2019年4月18日 第16号

 オンタリオ州トロント中心部、オンタリオ湖岸を走る高速道路の高架橋の下に、期間限定の超高級レストランが出現した。皮肉なことに、その場所から少し離れた同じ高架下では先月、ホームレスたちのテント村が強制撤去されていた。

 場所は通称『ベントウェイ』と呼ばれ公共施設整備計画が進んでいる、ガーディナー・エクスプレスウェイの高架下。ここに出現したレストラン『ディナー・ウィズ・ア・ビュー』は、屋外に置かれたテーブルを個別に覆う、ガラス製の暖房完備のドームの中で食事をとるという、斬新なスタイル。3コースのディナーは、TVの人気料理バトル番組『トップ・シェフ・カナダ』で優勝経験を持つレネー・ロドリゲスさんによるもの。なおその価格は550ドルからとなっている。

 その一方で、同じ高架下でホームレスらが暖房もない暮らしを続けてきていたテント村は、トロント市によって3月13日に撤去され、多くのホームレスが行き場を失った。

 この状況に対し、貧困問題に取り組む団体、オンタリオ州貧困と闘う連合(Ontario Coalition Against Poverty ー OCAP)が5日、抗議行動を行った。『金持ちを見るディナー(Dinner With A View Of The Rich)』と名付けられた抗議活動に集まったメンバーらは、ドラムやスピーカーなどでできる限りの大きな音を出し、超高級レストランを訪れていた客のディナーを妨害しようとしていた。抗議を企画したOCAPのヨギ・アチャリヤさんは取材に対し、自分たちの抗議はトロント市とジョン・トーリー市長、そして彼の取り巻きに向けたものだと明言している。OCAPは、ホームレスが高架下のテントで寝る必要がなくなるよう、市が十分なシェルターを用意することと、収入に応じた賃貸料で借りられるアパート建設を求めている。

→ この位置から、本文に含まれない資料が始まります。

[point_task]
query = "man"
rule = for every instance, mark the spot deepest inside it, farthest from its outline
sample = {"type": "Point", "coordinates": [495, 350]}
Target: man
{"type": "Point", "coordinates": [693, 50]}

 『ディナー・ウィズ・ア・ビュー』は5月末までの期間限定のプロジェクト。同レストランはOCAPの抗議に対し、自分たちもテント村を追い出されたホームレスたちに同情をしていると述べている。その上で、レストランがつくられた場所はテント村から2キロメートル近くも離れており、レストランの土地確保のためにテント村が撤去されたような事実はないと指摘している。さらにこの場所を選んだのは、テント村撤去が行われる1カ月以上も前のことだったとも、取材に説明している。また、土地とレストランはそれぞれ別のオーガナイザーによって企画・運営されており、またトロント市のエージェントでもないと話している。そしてこのレストランのような企画が、ベントウェイの施設整備プロジェクトの資金集めにつながっていると説明、そのおかげでこの場所で年間を通じて低予算のイベントが実現できていると語っている。

 レストランは抗議当日には警察に出動を要請、ガラスドーム群の周りには、ディナー客らから抗議活動が見えないよう周囲に目隠し用のフェンスを設置していた。